To quote Garry Helzer:

For this reason, whenever it is necessary to check an array for zeros below, the check is always made relative to another array and with a specified tolerance.

In GNU APL this comparison of small items with exact 0.0 can be controlled with ⎕CT. The original Helzer algorithm used two APL functions CPR (for compare) and TOL (tolerance) to check for zeros:


      O ^.= (I+V) CPR L TOL DCT

which have been inlined in GNU APL, see Bif_F12_DOMINO::significant().

Note the Helzer Algorithm in GNU APL, i.e. ⌹[1]B, does not use any of the LApack functions.

⎕CT in the LApack functions

The LApack based functions A⌹B and ⌹B in GNU APL use the C++ function LApack::estimate_rank() to compute the effective rank of the right argument B. Matrices with fewer rows than columns are under-determined and always yield a RANK ERROR. However a matrix can be under-determined even if the number of rows is suffiently large. This is the case if the rows are not linearly independent. Put differently, a large number of rows alone does not guarantee a sufficient matrix rank because a linear dependent row is as good as no row.

Function estimate_rank() has no corresponding FORTRAN function in LApack, but used to be a somewhat lengthy section of LApack::gelsy(). That section was modularized into estimate_rank() in order to improve the readability of the GNU APL C++ code.

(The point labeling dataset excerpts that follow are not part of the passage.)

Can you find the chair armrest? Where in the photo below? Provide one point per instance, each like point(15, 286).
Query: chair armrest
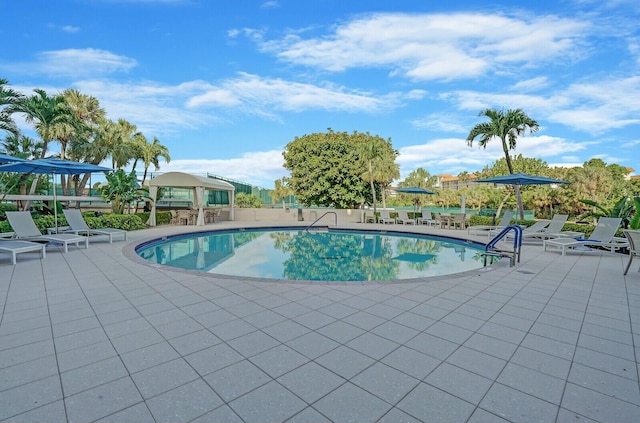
point(51, 231)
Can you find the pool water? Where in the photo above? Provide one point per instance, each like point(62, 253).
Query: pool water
point(336, 255)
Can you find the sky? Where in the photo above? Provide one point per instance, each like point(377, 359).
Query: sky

Function estimate_rank() iteratively computes two values smin (an upper bound for the smallest singular value of B) and smax (a lower bound for the largest singular value of B), and considers matrix B as rank-deficient if:


      smax * ⎕CT > smin

If that happens then GNU APL raises a DOMAIN ERROR. It means that the matrix B (i.e. of A⌹B, ⌹B) is either truly rank-deficient, or at least close to a rank-deficient matrix. Decreasing ⎕CT may or may not solve that problem.

In such cases the precision of the result is rather questionable and the DOMAIN ERROR indicates that problem rather than continuing with the computation and producing an unreliable result.